[SunRescue] RE: More mainframe bits...

Ken Hansen rescue at sunhelp.org
Mon May 21 13:57:29 CDT 2001


Back when I was in Computer Operations in a Large facility (a dozen or so 3090/600 machines, backin the late 1980's), the 3490 tape cartridges were new, and were destined to replace the 3420 reel tapes we had so many of. For those that haven't seen 3490 tapes, they looked like square 8 Track tapes. (If you don't know what an 8 Track tape looks like, I have no basis for relating to you, you young whipper-snapper!)

Anyway, IBM published a specification for the tapes to use, and 3M made a bunch of tapes that met that specification (we had 250,000 to start with). Problem was, the tape drives wanted to be cleaned every 25-30 hours of use! And this was not a "wipe a alcohol cloth over the head kind of clean", this was a spend 20 minutes and scrub the mechanisim type of clean. My employer got IBM to clean the drives each morning (that was one unhappy SE let me tell you) while trying to decide who was right, the drive vendor (who blamed 3M) or the tape vendor (that blamed IBM). Turns out the IBM specifications that were published did not match the specifications of IBMs own tapes, which did not cause the machines to require such frequent cleanings.

SO what di IBM do?
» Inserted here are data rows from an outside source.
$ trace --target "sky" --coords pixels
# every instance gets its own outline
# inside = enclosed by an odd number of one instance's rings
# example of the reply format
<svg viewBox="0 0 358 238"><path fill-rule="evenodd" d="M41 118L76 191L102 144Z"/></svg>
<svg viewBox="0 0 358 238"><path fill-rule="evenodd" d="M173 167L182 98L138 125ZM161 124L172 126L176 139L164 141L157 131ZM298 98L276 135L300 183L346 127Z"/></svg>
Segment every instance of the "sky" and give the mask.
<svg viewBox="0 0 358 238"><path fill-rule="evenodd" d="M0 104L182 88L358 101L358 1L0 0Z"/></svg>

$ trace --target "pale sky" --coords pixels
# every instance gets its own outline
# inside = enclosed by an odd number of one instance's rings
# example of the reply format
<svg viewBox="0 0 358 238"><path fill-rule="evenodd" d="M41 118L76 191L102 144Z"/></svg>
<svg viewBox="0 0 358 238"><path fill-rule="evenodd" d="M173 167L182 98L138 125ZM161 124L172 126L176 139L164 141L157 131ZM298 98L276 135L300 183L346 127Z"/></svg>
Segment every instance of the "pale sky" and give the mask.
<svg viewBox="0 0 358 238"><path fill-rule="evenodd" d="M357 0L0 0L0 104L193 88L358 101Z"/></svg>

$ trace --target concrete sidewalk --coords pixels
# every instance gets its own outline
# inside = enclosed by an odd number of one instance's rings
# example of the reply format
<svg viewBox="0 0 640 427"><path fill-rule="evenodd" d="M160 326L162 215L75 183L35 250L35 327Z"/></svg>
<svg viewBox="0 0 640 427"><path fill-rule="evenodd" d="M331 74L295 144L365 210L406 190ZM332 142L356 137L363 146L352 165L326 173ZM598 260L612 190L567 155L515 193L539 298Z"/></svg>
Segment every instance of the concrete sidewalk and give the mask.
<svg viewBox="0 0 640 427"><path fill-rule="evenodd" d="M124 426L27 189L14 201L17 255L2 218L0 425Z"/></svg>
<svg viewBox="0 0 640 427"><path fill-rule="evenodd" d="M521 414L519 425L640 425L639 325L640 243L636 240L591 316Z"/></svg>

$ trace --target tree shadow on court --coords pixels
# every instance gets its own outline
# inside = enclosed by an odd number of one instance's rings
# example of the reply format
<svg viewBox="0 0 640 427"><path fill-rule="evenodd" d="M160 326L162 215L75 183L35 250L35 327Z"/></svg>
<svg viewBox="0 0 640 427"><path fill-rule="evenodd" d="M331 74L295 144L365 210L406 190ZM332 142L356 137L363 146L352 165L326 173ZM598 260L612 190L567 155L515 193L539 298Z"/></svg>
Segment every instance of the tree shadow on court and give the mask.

They kept cleaning the drives, provided 3M with the proper specifications, and worked with 3M to provide us with replacement tapes that met the new specs. This took over a month.

IBM never complained - even as my employer was installing their first Amdhal system (it had PR/SM, the ability to run multiple system images on one physical machine, without the added overhead of VM - PR/SM was a hardware solution. Each hardware partition could even have a different microcode loaded.).

IBM admitted their error, did what it took to make the customer happy, and earned their money. There are other vendors that would do the same, but they are the exception, not the rule, in this industry.

Ken
(oh, and my favorite MVS utility that actually did something, was one that would generate random data, based on some control cards, as much as you wanted. That was cool - you could make up test data sets in almost no time!)
-----Original Message-----

<snip>

Message: 6
From: "Will Jennings" <xds_sigma7 at hotmail.com>
To: rescue at sunhelp.org
Subject: Re: [SunRescue] Tape drive
Date: Mon, 21 May 2001 09:47:11 -0600
Reply-To: rescue at sunhelp.org

Don't forget that an IBM carries with it 40+ years of building computers... 
and the knowledge that they're not going to go under tomorrow, and you also 
know that, depending on your contract, they WILL fix any bugs you might 
encounter, hell you can pay em to move the equipment for you. I own a good 
number of AS/400, System/36, 4300, and 8100 stuff, and its damn well made. 
Hell, I have AS/400 stuff that was in a rack that literally got kicked out 
the back door onto its side.. and all the disk drives are still good!